Kim: I've done those a few times and, and I like doing them and I've spread them. Now I've got them pretty much naturalized throughout my yard. You plant them once and next year you'll get a few that'll come back and the year after that, you get a few more and pretty soon they're a milkweed. What I would suggest you do is start them in a small bed, a large flower pot, and then once they germinate, transplant them to where you want them. Just planting them out in a ditch or in your yard someplace, or even in a garden.

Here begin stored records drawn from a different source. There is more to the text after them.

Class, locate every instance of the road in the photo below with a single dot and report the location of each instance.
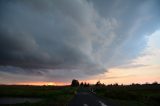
(85, 98)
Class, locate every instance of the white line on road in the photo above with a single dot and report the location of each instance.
(85, 105)
(102, 104)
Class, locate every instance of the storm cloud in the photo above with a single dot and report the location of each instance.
(71, 38)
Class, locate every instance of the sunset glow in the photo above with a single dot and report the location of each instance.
(52, 42)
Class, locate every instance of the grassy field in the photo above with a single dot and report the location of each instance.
(51, 95)
(131, 95)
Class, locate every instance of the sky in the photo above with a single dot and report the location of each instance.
(55, 41)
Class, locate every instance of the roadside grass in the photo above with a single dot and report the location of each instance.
(141, 95)
(51, 95)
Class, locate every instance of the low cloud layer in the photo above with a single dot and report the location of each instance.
(60, 40)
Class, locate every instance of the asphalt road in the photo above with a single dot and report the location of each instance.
(85, 98)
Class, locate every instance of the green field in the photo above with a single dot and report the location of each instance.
(51, 95)
(131, 95)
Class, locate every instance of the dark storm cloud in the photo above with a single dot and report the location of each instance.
(71, 38)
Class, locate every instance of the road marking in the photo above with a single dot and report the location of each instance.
(102, 104)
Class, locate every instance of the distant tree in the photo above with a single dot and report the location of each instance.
(81, 84)
(75, 83)
(155, 83)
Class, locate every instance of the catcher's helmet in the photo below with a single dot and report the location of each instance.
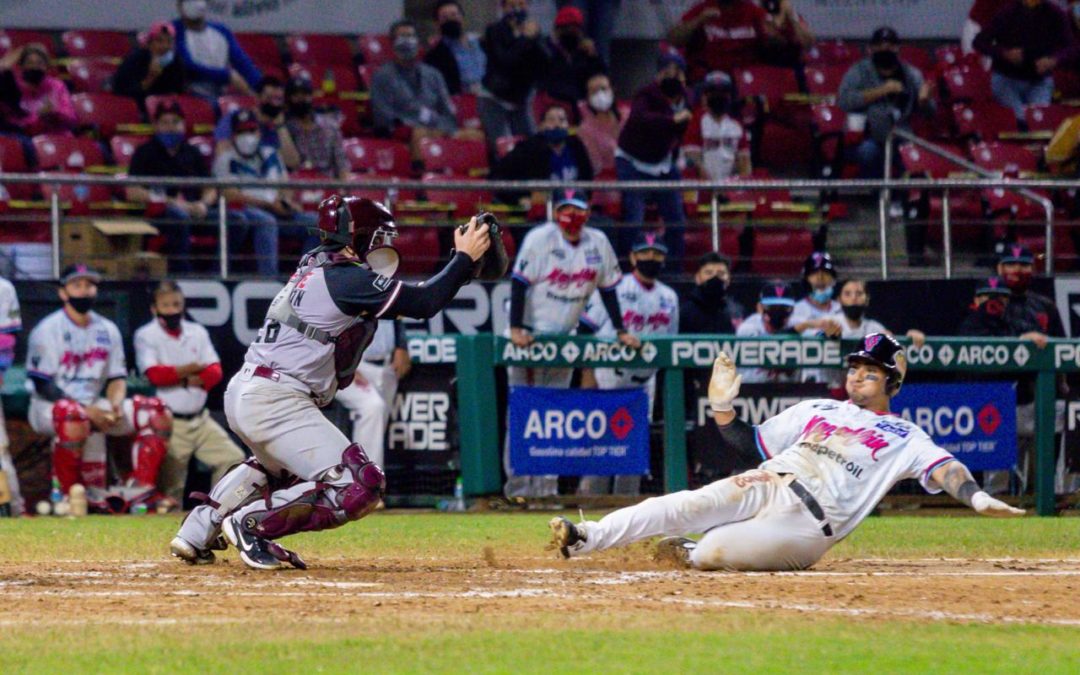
(887, 353)
(363, 224)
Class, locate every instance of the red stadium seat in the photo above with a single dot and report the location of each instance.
(261, 49)
(123, 148)
(323, 49)
(96, 43)
(824, 80)
(198, 112)
(12, 37)
(376, 49)
(966, 83)
(984, 120)
(67, 152)
(455, 156)
(105, 112)
(92, 76)
(1048, 118)
(378, 156)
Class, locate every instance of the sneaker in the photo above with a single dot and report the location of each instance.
(179, 548)
(675, 551)
(565, 535)
(254, 551)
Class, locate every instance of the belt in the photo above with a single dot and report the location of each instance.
(812, 504)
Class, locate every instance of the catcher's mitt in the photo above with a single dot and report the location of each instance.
(495, 262)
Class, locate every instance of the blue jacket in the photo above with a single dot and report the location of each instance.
(238, 58)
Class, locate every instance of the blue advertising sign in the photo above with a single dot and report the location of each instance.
(579, 432)
(976, 422)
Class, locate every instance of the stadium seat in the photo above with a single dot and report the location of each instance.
(96, 43)
(376, 49)
(57, 152)
(262, 50)
(1048, 118)
(321, 49)
(455, 157)
(13, 37)
(105, 112)
(983, 120)
(378, 156)
(123, 148)
(198, 112)
(91, 76)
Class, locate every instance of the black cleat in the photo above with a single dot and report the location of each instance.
(179, 548)
(565, 535)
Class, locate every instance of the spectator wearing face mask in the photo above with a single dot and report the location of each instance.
(773, 315)
(716, 142)
(259, 211)
(409, 98)
(212, 57)
(888, 92)
(648, 148)
(707, 309)
(552, 153)
(152, 68)
(169, 154)
(44, 104)
(270, 113)
(601, 123)
(515, 63)
(457, 55)
(571, 58)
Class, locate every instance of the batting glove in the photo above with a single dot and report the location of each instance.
(987, 505)
(724, 386)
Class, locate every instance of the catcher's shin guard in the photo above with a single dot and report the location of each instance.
(346, 493)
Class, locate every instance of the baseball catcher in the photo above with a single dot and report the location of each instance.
(306, 475)
(826, 466)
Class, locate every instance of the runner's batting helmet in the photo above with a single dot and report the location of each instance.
(887, 353)
(363, 224)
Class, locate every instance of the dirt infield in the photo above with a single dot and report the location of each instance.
(165, 592)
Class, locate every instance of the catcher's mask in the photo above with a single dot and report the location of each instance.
(365, 225)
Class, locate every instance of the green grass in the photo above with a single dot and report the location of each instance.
(500, 638)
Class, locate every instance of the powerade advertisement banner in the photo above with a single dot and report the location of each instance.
(579, 432)
(976, 422)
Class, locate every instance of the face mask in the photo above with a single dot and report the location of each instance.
(602, 99)
(271, 110)
(193, 10)
(172, 321)
(569, 41)
(1017, 281)
(299, 109)
(649, 269)
(777, 316)
(854, 312)
(822, 296)
(555, 136)
(406, 48)
(571, 221)
(81, 306)
(671, 88)
(246, 144)
(713, 289)
(886, 61)
(34, 77)
(718, 104)
(170, 139)
(450, 29)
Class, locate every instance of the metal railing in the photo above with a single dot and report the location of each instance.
(1048, 206)
(883, 187)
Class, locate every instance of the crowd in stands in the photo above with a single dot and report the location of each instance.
(742, 89)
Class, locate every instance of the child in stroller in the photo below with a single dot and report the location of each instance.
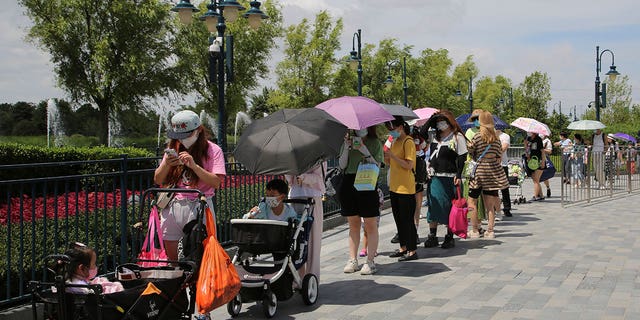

Milkweed seeds are, I'm not going to say difficult, but they're a little bit tricky. If you got them in a pot, they're right there in front of you and you can see what's going on and they're not going to dry out because you're looking at them every day. Once they get up, 3, 4, 6 inches tall, then you can transplant them to where you want them to grow. Then next year you'll have a few and the year after that, a few more and pretty soon you'll wish you hadn't done it.
Jim: I feel like a new beekeeper. What do you mean? I won't get honey the first year from this package? What are you telling me? I've got to do all this gardening to get these milkweeds to germinate and get these plants established. Then I'm going to have this weed, a little bit like lambs there that bees like, but it just takes over the whole acre here.
Kim: There's that too. Get out of the way.
Jim: I'll do that though. I'll germinate it just to get a few of them going, but I'm keeping them separate from the bee garden. Is that right or wrong?
Kim: You can put them in the bee garden. Again, you will have milk weeds in your bee garden next year, and all probability the seeds that you're using to start this pollinator garden are mostly perennials. Many of them may come back anyway, or you can harvest the seed and replant it next spring.
Jim: I have done a few pollinator gardens before, always very small. The one that has been the most successful was hardly 3 feet by 8 feet long, right in front of my shop, right by the patio. It was a little island of ground, and the flowers just went crazy. Then the second year, a lot of flowers, but not the variety I had the first season and the third year, a lot of flowers of a few varieties. There seems to be a selection amongst the wild flowers of who gets to propagate themselves and who doesn't come back without me throwing more seed out there, do something with that for me. What's happening? Is there a natural selection in my garden, my pollinator garden for just a few varieties?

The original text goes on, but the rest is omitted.